GraphSPARQL: A GraphQL interface for Linked Data

by Kevin Angele | 25 March 2021 | The Project

If you are a developer, you probably have already worked with or heard about SEO (Search Engine Optimization).
Nowadays, when optimizing websites for search engines, the focus is on annotating websites’ content so that search engines can easily extract and “understand” the content.
Annotating, in this case, is the representation of information presented on a website in a machine-understandable way by using a specific predefined structure.
Noteworthy, the structure must be understood by the search engines.
Therefore, in 2011 the four most prominent search engine providers Google, Microsoft, Yahoo!, and Yandex, founded Schema.org.
Schema.org provides patterns for the information you might want to annotate on your websites, including some examples.
Those examples allow web developers to get an idea of making the information on their website understandable by search engines.

Knowledge Graphs

Besides using the websites’ annotations to provide more precise results to the users, search engines use them to build so-called Knowledge Graphs.
Knowledge Graphs are huge semantic nets describing “things” and their connections between each other.

Consider three “things”, i.e. three hiking trails “Auf dem Jakobsweg”, “Lofer – Auer Wiesen – Maybergklamm” and “Wandergolfrunde St. Martin” which are located in the region “Salzburger Saalachtal” (another “thing”). “Salzburger Saalachtal” is located in the state “Salzburg,” which is part of “Austria.” If we drew those connections on a sheet, we would end up with something that looks like the following.

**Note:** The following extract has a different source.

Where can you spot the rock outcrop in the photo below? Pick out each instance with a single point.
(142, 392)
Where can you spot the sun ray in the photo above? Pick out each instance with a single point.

This is just a small extract of a Knowledge Graph, but it shows pretty well how things are connected with each other. Search engine providers collect data from a vast amount of websites and connect the data with each other. Not only search engine providers are doing so but even more companies are building Knowledge Graphs. Also, you can build a Knowledge Graph based on your annotations, as they are a good starting point. Now you might think that the amount of data is not sufficient for a Knowledge Graph. It is essential to mention that you can connect your data with other data sources, i.e., link your data or import data from external sources. There exists a vast Linked Open Data Cloud providing linked data sets of different categories. Linked in this case means that the different data sets are connected via certain relationships. Open implies that everyone can use it and import it into its own Knowledge Graph.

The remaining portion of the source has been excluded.